A woodwind doubler (or reed doubler) is a multi-instrumentalist musician who can play instruments from more than one woodwind family (clarinets, saxophones, oboes, bassoons, flutes, or recorders). Folk or ethnic woodwind instruments (e.g. pan flute, Irish flute) may also be included in this description. A player who plays two instruments from the same family (e.g., oboe and English horn, clarinet and bass clarinet, flute and piccolo) is also sometimes called a doubler.

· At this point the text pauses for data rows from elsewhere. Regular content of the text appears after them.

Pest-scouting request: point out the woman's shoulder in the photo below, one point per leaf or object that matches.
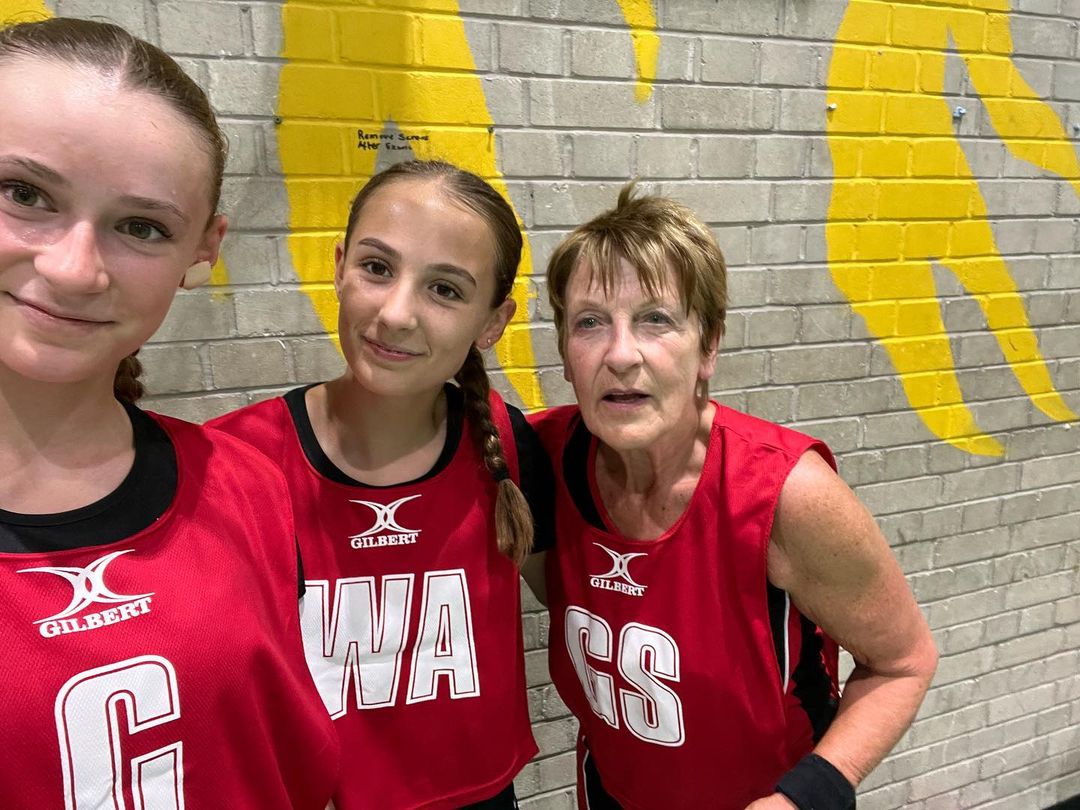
(554, 426)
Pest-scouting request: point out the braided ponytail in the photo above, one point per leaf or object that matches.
(125, 385)
(513, 520)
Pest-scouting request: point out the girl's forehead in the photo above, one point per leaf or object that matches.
(91, 129)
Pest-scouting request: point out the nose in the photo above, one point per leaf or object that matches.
(623, 352)
(75, 261)
(397, 312)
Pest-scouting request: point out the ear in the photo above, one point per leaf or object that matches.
(210, 245)
(206, 254)
(338, 266)
(496, 324)
(707, 364)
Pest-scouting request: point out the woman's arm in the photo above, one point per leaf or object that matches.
(827, 553)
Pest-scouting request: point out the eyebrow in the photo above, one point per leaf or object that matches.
(36, 169)
(151, 204)
(443, 267)
(43, 172)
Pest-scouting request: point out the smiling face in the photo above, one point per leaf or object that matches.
(105, 201)
(416, 284)
(634, 359)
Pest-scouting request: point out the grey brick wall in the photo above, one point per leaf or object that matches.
(736, 125)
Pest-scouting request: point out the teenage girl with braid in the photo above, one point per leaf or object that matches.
(151, 636)
(415, 499)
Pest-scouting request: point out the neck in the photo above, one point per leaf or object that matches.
(375, 439)
(656, 470)
(62, 445)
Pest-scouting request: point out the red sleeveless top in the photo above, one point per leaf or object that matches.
(697, 684)
(166, 670)
(412, 622)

Longtime classical music practice has expected the non-principal player in a section to double on common auxiliary instruments: piccolo or alto flute for flutists, English horn for oboists, bass clarinet or E♭ clarinet for clarinetists. In commercial work, including Hollywood film scores and Broadway musicals, the practice evolved, with some specialists developing great expertise on instruments from several woodwind families. In such commercial work, players may be paid an additional amount for each double. Hiring four or five proficient reed doublers is still more cost-effective than hiring individual players for each instrument in the score. Even before 1940, Broadway reed players were commonly expected to double up to five instruments. The Reed III book for West Side Story (1957), for example, calls for flute, piccolo, oboe, English horn, clarinet, bass clarinet, and tenor and baritone saxophones.